Lisa ile sınıfa girdiğimizde ilk başta etrafta göz gezdirmiştim. Chaeyoung'un cam kenarında ve en arka sırada Jimin ile oturduğunu gördüğümde gözlerim istemsizce büyümüştü. Lisa'ya döndüğümde beni ortada bir sıraya oturttuğunda ona döndüm.
Fısıldayarak '' Jimin ile arkadaş olduğunu söylemiştim.Ama bir türlü açılamıyor gerizekalı.''dediğinde anladığımı belirtmek için kafamı salladım.
Sınıftan giren kişilerle istemsizce gülümsemiştim. Galiba bütün şansımı onunla aynı sınıfta olmam için kullanmıştım. Etrafına bakmadan yanımdan geçtiğine nerede oturduğuna bakmak için gözlerimle onu takip ettim.
Tam çaprazıma, Chaeyoung ve Jimin'in önüne oturduğunu gördüğümde önüme dönmüştüm. Seulgi ile göz göze geldiğimde bana dik dik bakıyordu.
''Ne oldu Seulgi?'' diyen Lisa ile bana dik dik bakmayı kesip Lisa'ya bakmıştı. Lisa'ya cevap vermeden yanımızdan geçti ve Taehyung'un yanına oturdu.
Bana neden dik dik baktığını anlamamıştım. Umurumda değildi. Lisa''Bu kızdan hiç hoşlanmıyorum'' diyerek homurdandığında Taehyung hakkında bir şeyler öğrenebileceğim düşüncesiyle Lisa'ya döndüm.
''Yanında oturduğu çocuk sevgilisi mi?'' dediğimde alayla gülümsedi.
''Hayır çok yakın arkadaşlar. Hatta o kadar yakınlarki çocuğun dibinden ayrılmıyor.''dediğinde kaşlarımı çatmıştım.

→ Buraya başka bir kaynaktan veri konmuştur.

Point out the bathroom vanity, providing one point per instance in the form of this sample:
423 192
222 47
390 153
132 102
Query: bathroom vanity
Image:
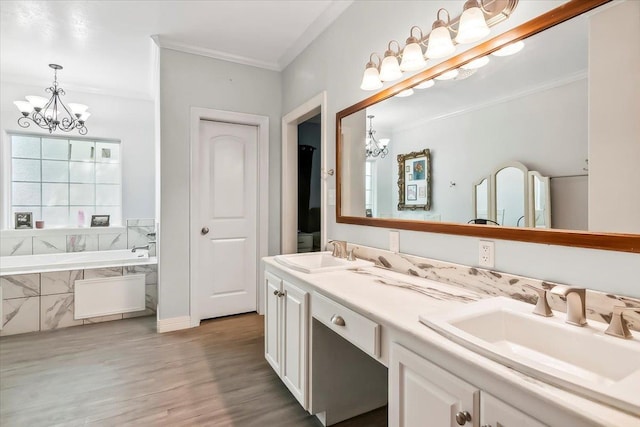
349 341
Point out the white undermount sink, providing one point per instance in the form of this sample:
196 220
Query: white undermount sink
581 359
319 262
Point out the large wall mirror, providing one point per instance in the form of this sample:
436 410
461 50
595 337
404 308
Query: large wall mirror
552 107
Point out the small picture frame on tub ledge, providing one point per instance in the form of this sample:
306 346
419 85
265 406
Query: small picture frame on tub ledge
100 220
23 220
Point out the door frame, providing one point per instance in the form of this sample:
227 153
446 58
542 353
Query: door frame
262 217
289 213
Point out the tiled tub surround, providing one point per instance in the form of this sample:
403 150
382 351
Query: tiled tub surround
492 283
59 240
43 301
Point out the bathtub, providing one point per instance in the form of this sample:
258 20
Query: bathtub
21 264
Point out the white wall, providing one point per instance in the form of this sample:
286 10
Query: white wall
127 119
187 81
614 118
335 62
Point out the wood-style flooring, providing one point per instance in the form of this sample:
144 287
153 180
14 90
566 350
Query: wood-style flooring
123 373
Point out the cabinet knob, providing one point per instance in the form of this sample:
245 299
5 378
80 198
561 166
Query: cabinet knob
463 417
337 320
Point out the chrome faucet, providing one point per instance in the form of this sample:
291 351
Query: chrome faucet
618 326
339 248
576 308
135 248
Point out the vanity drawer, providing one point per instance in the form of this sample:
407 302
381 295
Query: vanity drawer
352 326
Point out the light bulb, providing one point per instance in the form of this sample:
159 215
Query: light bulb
371 79
412 57
440 44
390 69
472 26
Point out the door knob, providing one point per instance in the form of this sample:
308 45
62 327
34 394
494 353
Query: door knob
463 417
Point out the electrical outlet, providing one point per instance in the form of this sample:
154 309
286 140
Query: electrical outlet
394 241
487 254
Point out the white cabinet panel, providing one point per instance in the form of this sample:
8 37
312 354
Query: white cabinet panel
422 394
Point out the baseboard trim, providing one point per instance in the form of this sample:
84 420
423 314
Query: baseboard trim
173 324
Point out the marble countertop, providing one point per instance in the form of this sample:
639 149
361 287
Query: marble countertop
396 300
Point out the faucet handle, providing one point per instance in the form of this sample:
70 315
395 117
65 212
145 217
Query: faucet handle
617 326
542 305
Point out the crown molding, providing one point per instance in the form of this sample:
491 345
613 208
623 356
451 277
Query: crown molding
580 75
166 43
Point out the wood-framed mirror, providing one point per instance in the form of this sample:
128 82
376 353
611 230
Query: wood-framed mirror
598 229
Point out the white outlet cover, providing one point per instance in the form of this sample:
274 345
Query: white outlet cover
486 254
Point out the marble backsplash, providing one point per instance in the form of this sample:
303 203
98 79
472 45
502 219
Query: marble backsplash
494 283
44 301
48 241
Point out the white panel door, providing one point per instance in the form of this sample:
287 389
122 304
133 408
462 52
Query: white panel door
496 413
227 253
422 394
294 354
273 321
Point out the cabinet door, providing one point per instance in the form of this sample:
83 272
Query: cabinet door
273 321
423 394
496 413
295 334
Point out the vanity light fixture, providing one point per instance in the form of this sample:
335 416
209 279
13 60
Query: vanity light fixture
509 49
375 147
52 114
476 63
390 68
448 75
477 17
425 85
412 57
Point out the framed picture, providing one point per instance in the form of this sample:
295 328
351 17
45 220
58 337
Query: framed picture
100 220
24 220
414 180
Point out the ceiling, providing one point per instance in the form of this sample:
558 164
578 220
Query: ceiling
106 46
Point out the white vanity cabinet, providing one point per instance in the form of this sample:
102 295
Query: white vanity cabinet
287 334
423 394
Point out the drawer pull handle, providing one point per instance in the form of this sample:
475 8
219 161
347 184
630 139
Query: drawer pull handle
463 417
337 320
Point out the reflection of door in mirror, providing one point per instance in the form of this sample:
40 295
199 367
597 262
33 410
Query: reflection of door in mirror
353 197
481 199
510 195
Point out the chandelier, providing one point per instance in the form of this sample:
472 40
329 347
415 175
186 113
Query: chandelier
52 114
375 147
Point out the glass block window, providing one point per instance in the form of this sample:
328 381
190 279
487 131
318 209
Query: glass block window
64 181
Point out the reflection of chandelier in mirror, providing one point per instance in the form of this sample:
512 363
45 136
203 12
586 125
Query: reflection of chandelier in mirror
375 147
52 114
472 25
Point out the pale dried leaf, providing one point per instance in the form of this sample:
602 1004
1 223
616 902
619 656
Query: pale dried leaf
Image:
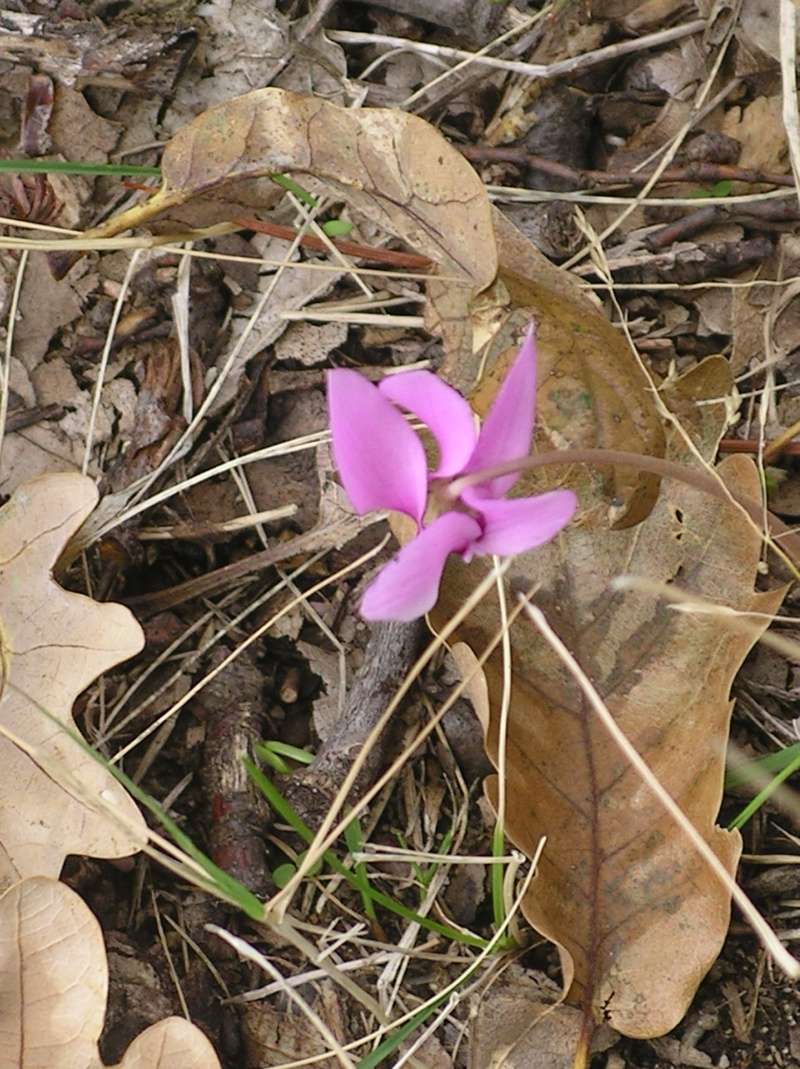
636 914
394 168
54 645
591 390
54 984
519 1024
172 1043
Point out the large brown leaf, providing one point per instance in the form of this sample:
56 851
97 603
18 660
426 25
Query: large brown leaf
52 645
636 914
593 392
54 982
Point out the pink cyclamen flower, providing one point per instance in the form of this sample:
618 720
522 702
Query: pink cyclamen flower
383 465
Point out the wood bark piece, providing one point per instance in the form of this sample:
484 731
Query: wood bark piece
390 652
231 705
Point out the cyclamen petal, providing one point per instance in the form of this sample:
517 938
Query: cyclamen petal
444 412
408 587
380 459
509 424
522 523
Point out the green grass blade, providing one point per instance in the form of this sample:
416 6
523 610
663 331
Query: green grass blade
64 167
752 807
747 772
287 812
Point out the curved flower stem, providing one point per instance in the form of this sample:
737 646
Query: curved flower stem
668 469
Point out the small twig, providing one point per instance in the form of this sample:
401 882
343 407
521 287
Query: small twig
532 70
231 707
640 462
753 446
307 29
696 171
710 215
222 577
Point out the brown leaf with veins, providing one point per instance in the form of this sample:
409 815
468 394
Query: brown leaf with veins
636 914
54 644
394 168
54 984
593 392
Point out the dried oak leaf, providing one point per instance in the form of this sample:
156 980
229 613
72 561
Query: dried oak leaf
52 645
54 984
394 168
636 914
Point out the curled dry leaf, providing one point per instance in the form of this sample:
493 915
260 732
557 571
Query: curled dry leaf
636 914
54 982
54 644
393 167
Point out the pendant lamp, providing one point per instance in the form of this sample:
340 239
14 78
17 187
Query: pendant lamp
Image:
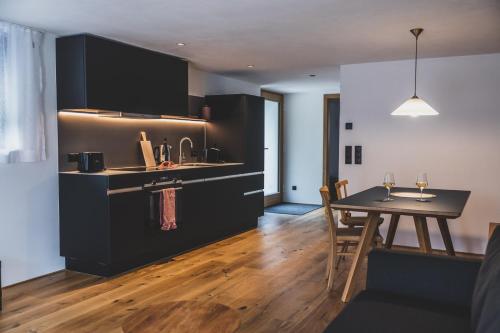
415 106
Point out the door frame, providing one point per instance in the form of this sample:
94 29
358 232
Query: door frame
326 135
277 198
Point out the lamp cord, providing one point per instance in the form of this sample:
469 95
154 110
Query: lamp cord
416 52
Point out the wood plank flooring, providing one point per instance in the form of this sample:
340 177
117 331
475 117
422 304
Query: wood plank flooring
273 276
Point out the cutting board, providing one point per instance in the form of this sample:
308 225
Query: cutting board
147 151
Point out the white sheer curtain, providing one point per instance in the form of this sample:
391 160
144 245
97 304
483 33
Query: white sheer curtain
22 137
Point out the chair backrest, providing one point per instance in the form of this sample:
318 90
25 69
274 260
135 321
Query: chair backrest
339 186
325 195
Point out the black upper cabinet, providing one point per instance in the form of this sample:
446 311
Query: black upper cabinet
237 126
98 73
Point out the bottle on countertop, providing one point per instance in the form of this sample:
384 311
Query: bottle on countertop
166 150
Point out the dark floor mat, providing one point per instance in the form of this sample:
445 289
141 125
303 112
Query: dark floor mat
291 208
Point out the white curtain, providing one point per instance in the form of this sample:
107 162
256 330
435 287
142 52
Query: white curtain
22 137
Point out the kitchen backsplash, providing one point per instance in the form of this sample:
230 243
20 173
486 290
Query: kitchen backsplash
118 138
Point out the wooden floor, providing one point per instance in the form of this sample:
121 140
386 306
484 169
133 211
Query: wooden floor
272 276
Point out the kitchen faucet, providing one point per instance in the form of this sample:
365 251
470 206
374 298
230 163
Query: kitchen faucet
180 147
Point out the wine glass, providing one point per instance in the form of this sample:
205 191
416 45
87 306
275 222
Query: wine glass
422 183
388 184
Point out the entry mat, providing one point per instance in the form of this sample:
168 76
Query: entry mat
291 208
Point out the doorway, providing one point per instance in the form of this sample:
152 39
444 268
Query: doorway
273 148
331 132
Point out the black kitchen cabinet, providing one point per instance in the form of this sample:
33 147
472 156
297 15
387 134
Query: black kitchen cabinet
237 126
110 224
98 73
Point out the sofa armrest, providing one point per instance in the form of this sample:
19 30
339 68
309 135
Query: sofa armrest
442 279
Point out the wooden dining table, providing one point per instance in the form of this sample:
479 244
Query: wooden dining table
446 205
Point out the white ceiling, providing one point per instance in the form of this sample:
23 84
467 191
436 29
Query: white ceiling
285 39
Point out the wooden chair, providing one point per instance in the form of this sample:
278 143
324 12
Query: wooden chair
345 216
344 237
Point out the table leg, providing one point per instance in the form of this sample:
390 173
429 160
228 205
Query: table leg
423 234
392 231
445 233
363 247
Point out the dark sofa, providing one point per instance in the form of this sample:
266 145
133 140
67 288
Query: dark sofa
410 292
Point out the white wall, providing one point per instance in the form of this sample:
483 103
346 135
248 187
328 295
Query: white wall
459 149
203 83
303 146
29 217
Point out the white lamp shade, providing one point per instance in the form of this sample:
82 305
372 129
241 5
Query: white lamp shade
414 107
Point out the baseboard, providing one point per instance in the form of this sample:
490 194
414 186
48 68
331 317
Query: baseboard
438 251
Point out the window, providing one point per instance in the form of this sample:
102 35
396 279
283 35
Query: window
3 49
22 137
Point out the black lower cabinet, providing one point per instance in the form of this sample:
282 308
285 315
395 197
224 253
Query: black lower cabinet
107 232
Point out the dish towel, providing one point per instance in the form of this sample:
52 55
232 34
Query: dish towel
167 209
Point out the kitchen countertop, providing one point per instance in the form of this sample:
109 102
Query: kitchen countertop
124 171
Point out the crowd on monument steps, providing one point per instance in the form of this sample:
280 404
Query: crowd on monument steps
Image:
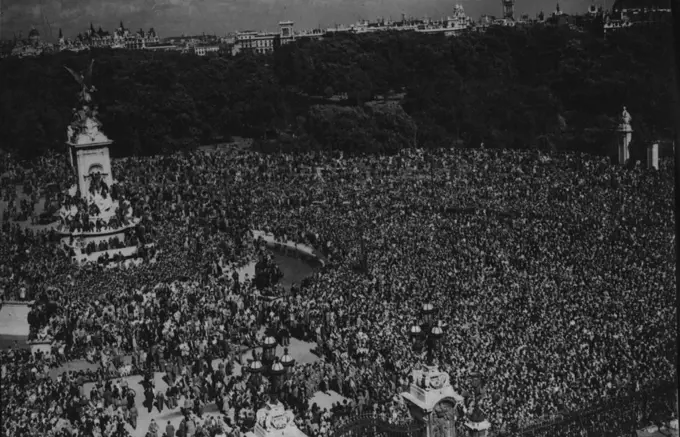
552 275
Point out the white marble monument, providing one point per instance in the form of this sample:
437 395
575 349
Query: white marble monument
275 421
653 156
625 131
89 156
432 400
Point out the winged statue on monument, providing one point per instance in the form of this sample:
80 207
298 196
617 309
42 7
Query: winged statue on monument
84 118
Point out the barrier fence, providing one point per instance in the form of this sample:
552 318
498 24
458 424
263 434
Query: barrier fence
617 417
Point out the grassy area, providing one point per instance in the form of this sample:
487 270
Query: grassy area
294 270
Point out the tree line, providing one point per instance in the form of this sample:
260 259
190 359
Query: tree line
541 87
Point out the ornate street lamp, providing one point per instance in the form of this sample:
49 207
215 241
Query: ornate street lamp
269 350
255 369
275 373
288 362
427 333
271 366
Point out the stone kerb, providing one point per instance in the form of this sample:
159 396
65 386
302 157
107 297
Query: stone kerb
302 249
14 318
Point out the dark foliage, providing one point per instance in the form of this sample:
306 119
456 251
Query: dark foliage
540 87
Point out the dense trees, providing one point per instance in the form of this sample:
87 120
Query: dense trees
536 87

Neden Taehyung'un dibinden ayrılmıyordu? Lisa'ya bir şey demeden kafamı çaprazımda oturan Taehyung'a diktiğimde kulaklık taktığını gördüm. Bakışlarımı ondan çekip Seulgi'ye diktiğimde önündeki deftere bir şeyler karaladığını görmüştüm.
Bakışlarımı tekrardan Taehyung'a çevirdiğimde yerimde kaskatı kesildim. Bana bakıyordu. Cesaret hapı yutmuştum galiba çünkü birazdan ona gülümseyecektim ama karşılık alacağımı düşünmüyordum. En sonunda hafifçe ona gülümsediğimde şaşırdığını gördüm. Gülümsemem genişlediğinde kafasını eğerek selam verdi.
Bu sefer şaşırma sırası bendeydi. Lan o bana selam mı verdi? Selam verebilen insan neden mesajlarıma cevap vermiyordu? Ona mal mal daldığımda onun gülümseyerek önüne döndüğünü görmüştüm.
Hızlı bir şekilde bende önüme döndüğümde Lisa bana ne oldu derecesine bakıyordu. Omuz silktiğimde bir şey demeden önüne dönmüştü. Lisa telefonuyla ilgilenmeye başladığında bende sınıfı süzüyordum. Yapmayı planladığım şeyi düşündüğümde heyecanlanmıştım. Ne olursa olsun bugün Taehyung ile konuşacaktım.